Remember when looking for information meant a trip to the library where you would search the card catalogue, scribble down call numbers, then comb the stacks for books that might or might not be there, and which might or might not be helpful? Now you can go to the Internet and have instant access to hundreds of sites concerning your questions.

High Throughput Screening has made the same kind of leap possible in cancer research.  Drug experiments on cancer cells that once had to be done by hand, testing one cell at a time, can now be run in blocks of 1,500, with results that are faster and more reliable than ever before. The scientific community hasn’t even begun to realize the potential this new technology brings. But we have.



Much of the current work being done on the genetics of cancer focuses on sequencing, i.e. identifying genes that are mutated in cancer cells.  But these genes are few and far between and are often not easily blocked or neutralized so identifying them rarely brings us closer to finding a cure. In addition, many mutations in cancer DNA are incidental and do not cause disease.

Identifying them rarely brings us closer to finding a cure. We have found that many of the genes which a cancer needs to survive are not mutated, they just function differently in the cancer cells. Genes that are relatively unimportant for normal cells are, in cancer cells, often recruited by the cancer to do something new.

In sum, most potential targets can’t be found by sequencing DNA and asking, “Which genes are different?”  We have to consider another question: “Which genes keep the cancer alive?”

That’s the question we ask—thousands of genes at a time.

Link to publications.


We now have the ability to identify and develop therapies that exploit a given cancer’s inherent weaknesses. We test a cancer’s DNA, one gene at a time, and find out which genes are crucial for cancer cells to thrive. By blocking and attacking those genes selectively, we can target tumor cells and leave normal cells [relatively] unharmed. By focusing on which genes the cancer relies on to thrive, the number of potential gene targets is much larger than originally thought. There are thousands of genes to test, but with our technology that’s no longer an obstacle.



We are capable of scanning live tumor samples against known targeted therapies to determine the best available treatments for an individual patient. However, that’s only the beginning. Once we have identified gene targets for a wide spectrum of cancers and developed selective treatments for those genes, cancer treatment will look nothing like the “slash and burn” approach we have used for the last 50 years.

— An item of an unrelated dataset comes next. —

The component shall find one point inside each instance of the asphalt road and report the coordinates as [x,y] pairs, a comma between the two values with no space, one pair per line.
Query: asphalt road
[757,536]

One day, patients will come to their doctors, full of fear and uncertainty, and this is what they might hear: “I have good news and bad news. The bad news is that you have cancer. The good news is that your biopsy is at the lab right now being screened against one hundred targeted therapies that are known to be effective in cancers like yours. In a few days we’ll know which medicines will be the most potent against your tumor and we can design a combination of them that will offer the best possible treatment. The side effects should be minimal and the chance of cure is good. We’re going to beat this thing.”

The future is closer than you think—and that's where Cure First is headed.